-
Memory Model
There
is no guarantee that memory accesses by multiple threads to the same variable
without synchronization are atomic with respect to each other.
Several
implementation-dependent and application-dependent factors affect whether
accesses are atomic or not. Some variables might be larger than the largest
atomic memory operation on the target platform. Some variables might be mis-aligned
or of unknown alignment and the compiler or the run-time system may need to
use multiple loads/stores to access the variable. Sometimes there are faster
code sequences that use more loads/stores.
-
Internal Control Variables
The OpenMP runtime library maintains the following internal control
variables:
nthreads-var - stores the
number of threads requested for future parallel regions.

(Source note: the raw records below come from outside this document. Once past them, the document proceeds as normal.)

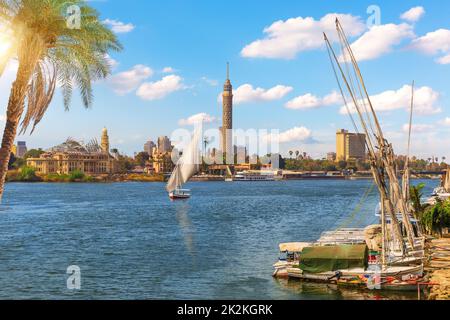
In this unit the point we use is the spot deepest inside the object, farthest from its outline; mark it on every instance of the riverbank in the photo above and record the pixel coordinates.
(438, 268)
(16, 176)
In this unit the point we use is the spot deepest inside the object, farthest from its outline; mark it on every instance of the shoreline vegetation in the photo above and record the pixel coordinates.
(29, 175)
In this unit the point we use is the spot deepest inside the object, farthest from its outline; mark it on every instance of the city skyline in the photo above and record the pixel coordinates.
(171, 78)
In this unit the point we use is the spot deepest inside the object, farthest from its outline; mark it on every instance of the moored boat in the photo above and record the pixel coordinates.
(186, 168)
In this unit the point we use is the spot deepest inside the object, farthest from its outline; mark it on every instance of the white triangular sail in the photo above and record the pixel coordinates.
(187, 165)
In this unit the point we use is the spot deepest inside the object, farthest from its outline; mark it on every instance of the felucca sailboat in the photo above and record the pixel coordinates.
(186, 167)
(358, 260)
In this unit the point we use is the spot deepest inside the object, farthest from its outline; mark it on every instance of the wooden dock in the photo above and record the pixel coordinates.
(438, 268)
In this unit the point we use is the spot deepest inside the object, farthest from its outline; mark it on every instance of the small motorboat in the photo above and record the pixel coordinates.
(180, 194)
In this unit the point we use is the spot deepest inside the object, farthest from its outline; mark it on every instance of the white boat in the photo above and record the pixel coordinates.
(254, 176)
(186, 167)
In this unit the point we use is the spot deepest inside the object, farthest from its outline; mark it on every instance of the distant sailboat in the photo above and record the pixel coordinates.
(186, 167)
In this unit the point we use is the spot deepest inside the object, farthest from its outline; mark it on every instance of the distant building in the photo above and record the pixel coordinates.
(149, 147)
(164, 144)
(162, 162)
(227, 115)
(350, 146)
(70, 156)
(240, 153)
(331, 156)
(21, 149)
(105, 141)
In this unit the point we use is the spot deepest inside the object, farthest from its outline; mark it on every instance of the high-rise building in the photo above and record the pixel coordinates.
(148, 147)
(21, 149)
(350, 146)
(227, 116)
(105, 141)
(164, 144)
(331, 156)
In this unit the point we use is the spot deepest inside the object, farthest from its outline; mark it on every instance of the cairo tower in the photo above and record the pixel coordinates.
(227, 117)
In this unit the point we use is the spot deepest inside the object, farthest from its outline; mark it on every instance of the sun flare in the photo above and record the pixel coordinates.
(5, 45)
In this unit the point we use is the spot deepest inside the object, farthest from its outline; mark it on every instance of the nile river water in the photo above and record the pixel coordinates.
(131, 242)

dyn-var - controls whether dynamic adjustment of the number
of threads to be used for future parallel regions is enabled.
nest-var - controls whether nested parallelism is enabled for
future parallel regions.
run-sched-var -
stores scheduling information to be used for loop regions using the RUNTIME schedule clause.
def-sched-var -
stores implementation defined default scheduling information for loop regions.
The runtime library maintains separate copies of each of nthreads-var, dyn-var, and nest-var for
each thread. On the other hand, the runtime library maintains one copy of
each of run-sched-var and def-sched-var that
applies to all threads.
-
Number of Threads
The default value of nthreads-var is 1. That
is, without an explicit num_threads() clause, a call
to the omp_set_num_threads() routine, or an explicit
definition of the OMP_NUM_THREADS environment variable,
the default number of threads in a team is 1.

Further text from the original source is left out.